What do you say about that, Lorenzo Fertitta?
Fertitta, CEO of Zuffa LLC, the parent company of the UFC, said dissent among fighters is not only commonplace but tolerated.
“Anybody can talk about anything. We’ve had plenty of situations where fighters have come out and made statements. … Have they been blackballed or banned? Absolutely not,” Fertitta said.
O RLY? That’s funny because it certainly seemed like Roger Huerta was blackballed when he complained about fighter pay and unpaid promotional appearances to FIGHT magazine a few years ago. Not only did they bench him for over a year before turfing him out of the promotion, they retroactively went back and removed him from re-airings of events he fought on.
There was also that incident with Jon Fitch and AKA. The UFC was in the middle of securing likeness rights from their roster for shit like the UFC videogames and Fitch had the temerity to say “I don’t think it’s fair we shoud give this stuff up for life, for free.” Not only did Dana White fire Fitch, he fired Fitch’s entire camp. Cooler heads prevailed, but if that incident doesn’t show you why UFC fighters are a little bit skittish when it comes to stuff like this, I don’t know what will.

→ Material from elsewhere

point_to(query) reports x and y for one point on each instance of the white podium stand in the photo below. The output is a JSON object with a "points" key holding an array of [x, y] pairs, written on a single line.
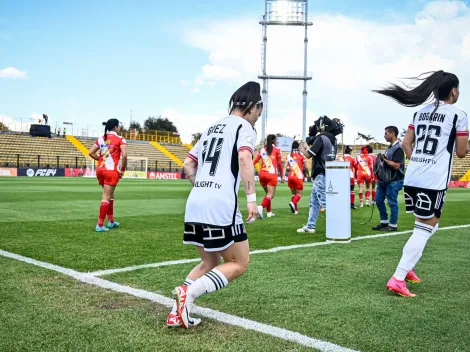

The UFC’s reaction to this ESPN piece itself encapsulates exactly the kind of problem the show was trying to underscore. A news media outlet decides to do a story on fighter pay. The UFC freaks out, calling the people behind it hacks and “lying 2 faced media fucks” … before they even see it!
“I don’t even have to see the completed piece,” White told MMAjunkie.com (www.mmajunkie.com) following Friday’s UFC 142 weigh-ins in Rio de Janeiro. “They didn’t even have to show up for the interview for me to know what they were doing. That’s why I didn’t do the interview. I refused. I turned it down. They wanted me and (UFC co-owner) Lorenzo (Fertitta). I refused and turned it down.
“I want nothing to do with ESPN’s sneaky [expletive] ‘E:60’ and ‘Outside the Lines’ and all their crock of [expletive] shows. These guys come out with an agenda.”
Yeah, the UFC doesn’t over-react to people bringing up fighter pay at all.